In my blog post about how to do digital preservation I covered setting up a legacy PHP project using Docker, building a static version of the website and then deploying the HTML to GitHub Pages. However, the decade-old+ projects needed a little tinkering to work correctly.

Digital Archaeology

The websites were built for the Apache web server and used .htaccess files to create nice URLs. This technique is employed so the website has friendly URLs but it also hides the technology used; there are no .php suffixes in sight. This also helped maintain the same URL structure for the static-generated website, which is now serving .html files – but you would never know!

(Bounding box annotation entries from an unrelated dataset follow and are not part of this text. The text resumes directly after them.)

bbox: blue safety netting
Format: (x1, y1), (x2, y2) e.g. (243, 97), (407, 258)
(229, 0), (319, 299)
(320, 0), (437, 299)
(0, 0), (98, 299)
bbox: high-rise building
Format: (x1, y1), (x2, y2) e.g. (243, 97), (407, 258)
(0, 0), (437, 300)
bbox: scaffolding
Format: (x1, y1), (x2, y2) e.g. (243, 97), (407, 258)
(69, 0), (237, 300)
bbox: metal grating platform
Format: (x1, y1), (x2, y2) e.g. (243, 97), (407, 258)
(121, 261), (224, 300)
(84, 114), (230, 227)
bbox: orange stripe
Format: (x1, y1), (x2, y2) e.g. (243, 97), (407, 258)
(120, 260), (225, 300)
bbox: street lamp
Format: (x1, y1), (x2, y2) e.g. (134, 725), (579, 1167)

However, – for whatever reason – a lot of these projects were missing the important .htaccess file… So, I had to do a little digital archaeology. I had to reverse engineer the mod_rewrite rules to build the correct query parameters by investigating the code. Luckily the projects were relatively small and I was able to map the $_GET parameters expected in PHP to the URLs the website was using.

Database Issues

I had to change from using mysql_query to mysqli_query and that also involved passing the connection as the first parameter. Once these changes were made, the database-driven projects started showing a lot more content.

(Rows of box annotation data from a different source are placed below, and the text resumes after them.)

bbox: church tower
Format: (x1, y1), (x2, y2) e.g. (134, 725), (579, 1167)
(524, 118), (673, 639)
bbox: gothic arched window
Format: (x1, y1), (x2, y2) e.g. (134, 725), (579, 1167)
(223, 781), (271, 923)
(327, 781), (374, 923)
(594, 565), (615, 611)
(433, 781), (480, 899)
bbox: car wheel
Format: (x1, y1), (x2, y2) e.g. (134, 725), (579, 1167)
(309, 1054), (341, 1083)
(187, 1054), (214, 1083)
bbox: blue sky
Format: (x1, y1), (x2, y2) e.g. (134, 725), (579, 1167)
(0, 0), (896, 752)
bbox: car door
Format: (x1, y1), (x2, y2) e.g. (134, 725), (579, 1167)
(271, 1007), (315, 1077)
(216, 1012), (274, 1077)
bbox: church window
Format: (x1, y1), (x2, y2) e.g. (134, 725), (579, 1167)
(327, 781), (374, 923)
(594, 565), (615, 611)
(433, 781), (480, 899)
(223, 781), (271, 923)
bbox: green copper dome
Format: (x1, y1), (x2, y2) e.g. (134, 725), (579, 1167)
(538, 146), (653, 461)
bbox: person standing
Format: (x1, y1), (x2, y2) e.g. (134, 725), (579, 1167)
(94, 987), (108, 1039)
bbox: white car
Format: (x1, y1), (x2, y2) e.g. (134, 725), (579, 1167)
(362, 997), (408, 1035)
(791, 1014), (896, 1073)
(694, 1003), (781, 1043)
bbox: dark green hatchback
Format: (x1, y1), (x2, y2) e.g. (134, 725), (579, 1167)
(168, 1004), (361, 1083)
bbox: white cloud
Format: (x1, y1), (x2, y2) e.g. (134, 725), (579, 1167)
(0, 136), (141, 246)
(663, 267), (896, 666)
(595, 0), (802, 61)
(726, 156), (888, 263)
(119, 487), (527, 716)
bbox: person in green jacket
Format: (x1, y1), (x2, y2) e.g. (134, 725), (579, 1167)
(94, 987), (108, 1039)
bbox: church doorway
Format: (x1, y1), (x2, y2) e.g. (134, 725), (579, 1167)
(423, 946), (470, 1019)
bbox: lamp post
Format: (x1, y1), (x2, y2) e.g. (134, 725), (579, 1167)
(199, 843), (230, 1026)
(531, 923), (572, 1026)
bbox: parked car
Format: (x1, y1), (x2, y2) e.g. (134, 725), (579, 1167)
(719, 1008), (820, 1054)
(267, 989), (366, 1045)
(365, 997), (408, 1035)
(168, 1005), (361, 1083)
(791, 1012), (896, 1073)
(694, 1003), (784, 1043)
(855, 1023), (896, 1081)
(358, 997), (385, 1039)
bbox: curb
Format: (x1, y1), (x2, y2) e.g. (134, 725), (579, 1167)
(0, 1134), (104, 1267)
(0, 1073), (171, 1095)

For two of the projects, I was missing a database export that was required for certain sections. The website still worked but was missing core functionality. Again, I investigated the codebase, looking for SELECT MySQL statements and then rebuilt the database tables to match. Once I had a basic structure, I populated a few rows and the website sprung to life!

Paths and Other Issues

With the .htaccess and MySQL database issues solved, there were a few other issues that cropped up. This was mainly down to URL paths missing a starting slash, so when the build script ran it ended up in a loop, generating folders deeper and deeper!

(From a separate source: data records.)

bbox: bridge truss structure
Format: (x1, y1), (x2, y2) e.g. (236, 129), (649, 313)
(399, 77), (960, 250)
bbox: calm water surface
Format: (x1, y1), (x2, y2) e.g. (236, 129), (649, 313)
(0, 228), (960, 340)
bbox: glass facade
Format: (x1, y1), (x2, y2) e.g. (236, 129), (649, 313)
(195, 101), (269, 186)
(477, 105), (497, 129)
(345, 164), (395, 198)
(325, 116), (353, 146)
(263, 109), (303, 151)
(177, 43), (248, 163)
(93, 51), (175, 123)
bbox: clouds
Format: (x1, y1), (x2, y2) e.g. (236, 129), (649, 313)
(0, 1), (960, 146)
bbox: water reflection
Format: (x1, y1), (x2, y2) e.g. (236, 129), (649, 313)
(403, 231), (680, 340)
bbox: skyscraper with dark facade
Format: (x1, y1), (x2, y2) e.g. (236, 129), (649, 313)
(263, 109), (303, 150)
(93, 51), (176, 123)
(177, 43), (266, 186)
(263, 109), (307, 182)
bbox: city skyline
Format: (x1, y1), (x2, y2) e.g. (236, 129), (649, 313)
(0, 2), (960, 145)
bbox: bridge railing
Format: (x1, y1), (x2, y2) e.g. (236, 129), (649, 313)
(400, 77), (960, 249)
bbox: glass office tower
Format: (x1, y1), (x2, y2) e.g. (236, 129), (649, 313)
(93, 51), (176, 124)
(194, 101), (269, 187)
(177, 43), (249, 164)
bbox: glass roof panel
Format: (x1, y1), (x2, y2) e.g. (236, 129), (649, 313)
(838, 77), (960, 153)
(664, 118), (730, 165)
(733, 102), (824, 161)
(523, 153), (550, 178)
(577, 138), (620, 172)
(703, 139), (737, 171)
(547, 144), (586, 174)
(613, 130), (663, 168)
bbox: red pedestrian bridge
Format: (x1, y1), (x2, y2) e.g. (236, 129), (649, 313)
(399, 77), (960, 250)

One website complained about “no default timezone set”, which was an easy fix by adding date_default_timezone_set.

A bizarre issue was that GitHub Pages didn't seem to support files which contain [] characters. This was was how one project named the images so, although they worked locally and in the build folder, they showed the GitHub Pages 404 page when deployed. I had to rename these files and references to them in the codebase and they then worked correctly.